The Criterion Channel

The Criterion Channel

By Andrea Thompson

For our latest entry in films that were ahead of their time, we have Claudia Weill’s 1978 gem “Girlfriends.” In a sense at least. Any film that takes place in New York City during this particular era (or really any time before the early 2000s) is going to be a time capsule, and “Girlfriends” is very much that, with the quickest communication happening not just through landline (!) phones, but without any kind of voicemail or answering machine.

Plodding through this now strange and alien landscape is Susan Weinblatt (Melanie Mayron), an aspiring photographer who happily resides with her best friend and roommate Anne (Anne Munroe), an aspiring writer. At least, until Anne moves out to get married, leaving Susan feeling alone and betrayed. 

As the title promises, Susan and Anne’s close, intense, and rather symbiotic relationship is the film’s heart. It’s also the common thread in what is more accurately described as a series of episodes as Susan struggles to pay the bills and make a living as a photographer. 

That less than cohesive narrative works though, and to watch “Girlfriends” is to see a forerunner to the great pop culture womances, the most obvious being “Sex in the City” and Lena Dunham’s “Girls.” Its true heir, however, might just be the 2012 film “Frances Ha,” which saw the title character, played by Greta Gerwig, similarly flailing personally and professionally after her best friend marries. 

IMDB

IMDB

And flail Susan does, screaming aloud out of sheer loneliness in her apartment, contemplating a relationship with an older, very married rabbi (who also has a son), and just dealing with the everyday sexism that includes a creepy cab driver, condescending men who have something to mansplain to her about her photos, and devastatingly, her own self-destructive tendencies that harm both Anne and Susan’s relationship with her boyfriend Eric (Christopher Guest).

The wedge between Susan and Anne is especially devastating though, and reflective of the starkly divergent, limited crossroads many women faced at the time-the often devastatingly lonely path of the independent career woman or losing themselves in marriage and motherhood. The growing distance between Susan and Anne reflects that dichotomy, with the former envying Anne’s stability and home, and the latter resentful of Susan’s independence and freedom. 

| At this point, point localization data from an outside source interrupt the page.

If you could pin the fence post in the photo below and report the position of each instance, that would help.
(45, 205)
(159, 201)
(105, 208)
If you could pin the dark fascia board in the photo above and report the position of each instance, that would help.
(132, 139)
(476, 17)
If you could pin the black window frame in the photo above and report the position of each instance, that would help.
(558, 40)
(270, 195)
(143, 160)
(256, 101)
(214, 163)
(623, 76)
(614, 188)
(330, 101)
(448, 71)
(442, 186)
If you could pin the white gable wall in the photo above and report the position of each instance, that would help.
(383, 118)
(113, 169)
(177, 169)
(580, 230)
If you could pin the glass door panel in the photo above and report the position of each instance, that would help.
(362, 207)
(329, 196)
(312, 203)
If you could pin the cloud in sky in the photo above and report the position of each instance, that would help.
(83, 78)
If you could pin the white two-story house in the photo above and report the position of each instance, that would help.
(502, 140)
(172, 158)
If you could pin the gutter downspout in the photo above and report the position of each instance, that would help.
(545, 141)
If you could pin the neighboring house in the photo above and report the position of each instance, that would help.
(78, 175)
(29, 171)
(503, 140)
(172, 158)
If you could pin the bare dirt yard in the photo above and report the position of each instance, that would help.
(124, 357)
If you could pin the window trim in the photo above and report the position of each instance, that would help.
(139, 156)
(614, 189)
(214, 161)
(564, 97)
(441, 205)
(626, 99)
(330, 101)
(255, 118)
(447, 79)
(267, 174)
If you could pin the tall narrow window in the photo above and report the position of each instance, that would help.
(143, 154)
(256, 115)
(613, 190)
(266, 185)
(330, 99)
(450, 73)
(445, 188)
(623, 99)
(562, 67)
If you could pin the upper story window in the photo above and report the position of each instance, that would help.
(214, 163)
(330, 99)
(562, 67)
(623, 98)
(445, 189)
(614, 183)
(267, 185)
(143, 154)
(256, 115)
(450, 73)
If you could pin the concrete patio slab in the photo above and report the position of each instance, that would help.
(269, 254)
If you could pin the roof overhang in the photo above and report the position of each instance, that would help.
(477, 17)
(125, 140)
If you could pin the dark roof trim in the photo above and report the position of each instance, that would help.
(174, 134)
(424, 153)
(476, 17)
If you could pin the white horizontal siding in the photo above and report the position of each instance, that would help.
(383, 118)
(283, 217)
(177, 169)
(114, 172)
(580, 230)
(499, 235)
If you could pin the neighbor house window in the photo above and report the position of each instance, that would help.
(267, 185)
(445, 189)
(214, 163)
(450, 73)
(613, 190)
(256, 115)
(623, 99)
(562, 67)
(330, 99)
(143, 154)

A bond like theirs may fray, but we all know it can’t be completely dissolved. When the two reconcile, as we know they will and must, it’s through the quiet familiarity of inside jokes and simply how they share space with each other, which wordlessly conveys the strength and deeply loving nature of a bond born of years of shared experiences.

When they are interrupted by the arrival of Susan’s husband, theirs is a shared look that speaks of a spell being broken. But just as Gerwig is able to gaze across the room at her platonic love and say, “She’s my best friend,” Susan and Anne have found their person again, and it’ll always be each other.